Presse > Pressemitteilungen > 1000 Demonstranten gegen Tierversuche - 2. Mai 2011

1000 Demonstranten gegen Tierversuche

Gütersloher in Hamburg mit dabei

Pressemitteilung vom 2. Mai 2011
 
Da der Internationale Tag zur Abschaffung der Tierversuche auf den Ostersonntag fiel, hatte der bundesweite Verband Ärzte gegen Tierversuche e.V. am 30. April zur Demonstration in Hamburg aufgerufen. Über 1000 Tierversuchsgegner zogen mit Schildern, Fahnen und Transparenten Sprechchöre rufend durch die Innenstadt. „Ein Riesenerfolg für den Tierschutz!“ Frauke Albersmeier von Achtung für Tiere ist begeistert. „Weit über 50 % der EU-Bürger lehnen grausame Tierversuche ab.

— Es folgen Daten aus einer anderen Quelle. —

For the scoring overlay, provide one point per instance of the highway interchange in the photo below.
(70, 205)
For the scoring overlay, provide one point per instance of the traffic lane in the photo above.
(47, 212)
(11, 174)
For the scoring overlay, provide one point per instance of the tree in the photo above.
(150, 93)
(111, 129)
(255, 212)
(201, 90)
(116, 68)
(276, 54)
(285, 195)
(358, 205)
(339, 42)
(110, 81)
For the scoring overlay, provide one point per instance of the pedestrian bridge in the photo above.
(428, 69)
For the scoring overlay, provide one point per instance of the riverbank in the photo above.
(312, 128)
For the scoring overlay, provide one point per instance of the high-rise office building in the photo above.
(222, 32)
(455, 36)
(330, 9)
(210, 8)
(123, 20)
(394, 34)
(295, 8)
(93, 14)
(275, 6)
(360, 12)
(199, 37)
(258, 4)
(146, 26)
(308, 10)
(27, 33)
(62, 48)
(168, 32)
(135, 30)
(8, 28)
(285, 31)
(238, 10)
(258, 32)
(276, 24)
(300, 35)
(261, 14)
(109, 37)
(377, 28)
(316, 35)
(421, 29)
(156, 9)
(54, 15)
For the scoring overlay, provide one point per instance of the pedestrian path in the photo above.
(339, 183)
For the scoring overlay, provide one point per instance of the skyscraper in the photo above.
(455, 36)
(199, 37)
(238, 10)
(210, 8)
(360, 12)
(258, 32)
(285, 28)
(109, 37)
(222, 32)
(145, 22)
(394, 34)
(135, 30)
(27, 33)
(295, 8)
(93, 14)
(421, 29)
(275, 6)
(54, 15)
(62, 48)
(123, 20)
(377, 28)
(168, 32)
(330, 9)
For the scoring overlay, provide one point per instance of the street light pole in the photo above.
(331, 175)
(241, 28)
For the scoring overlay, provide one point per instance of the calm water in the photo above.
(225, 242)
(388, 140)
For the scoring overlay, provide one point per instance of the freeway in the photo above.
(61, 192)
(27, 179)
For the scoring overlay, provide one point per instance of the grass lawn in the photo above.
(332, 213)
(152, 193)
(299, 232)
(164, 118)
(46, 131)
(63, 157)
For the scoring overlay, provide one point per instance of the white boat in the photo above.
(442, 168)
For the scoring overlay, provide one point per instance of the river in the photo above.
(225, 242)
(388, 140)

Nur noch wenige sehen in Tieren minderwertige Lebensformen, denen wir Leiden zufügen dürfen.“
 
Bis heute sei kein einziger Fall nachweisbar, in dem ein Tierversuch Menschen gerettet hätte. "Doch die Tierexperimentatoren widersetzen sich weiter der Überprüfung ihrer Versuche“, kritisiert Astrid Reinke, bei Ärzte gegen Tierversuche und in Gütersloh bei Achtung für Tiere engagiert.
 
2,8 Millionen Hunde, Katzen, Meerschweinchen, Mäuse..., selbst Fledermäuse oder Pferde sterben jährlich in deutschen Laboren. „Eine obere Leidensgrenze gibt es nicht. Die Schmerzen, die den Tieren vorsätzlich zugefügt werden, würden wir selbst als unerträglich beschreiben“, kommentiert Tierärztin Reinke. „Zugleich sterben 58.000 Deutsche an Nebenwirkungen der Tierversuchsmedizin - die Dunkelziffer ist weitaus höher.“
 
Bei den Kundgebungen wurden auch die Chancen moderner, tierfreier Forschung erläutert. „Alle Teilnehmenden empfanden die Veranstaltung als überfällig. Sie war super durchorganisiert und wir zogen aus dem Treffen dieser engagierten Menschen viel Kraft und Zuversicht für unsere weitere Arbeit zu Gunsten der Tiere“, urteilt Frauke Albersmeier von Achtung für Tiere.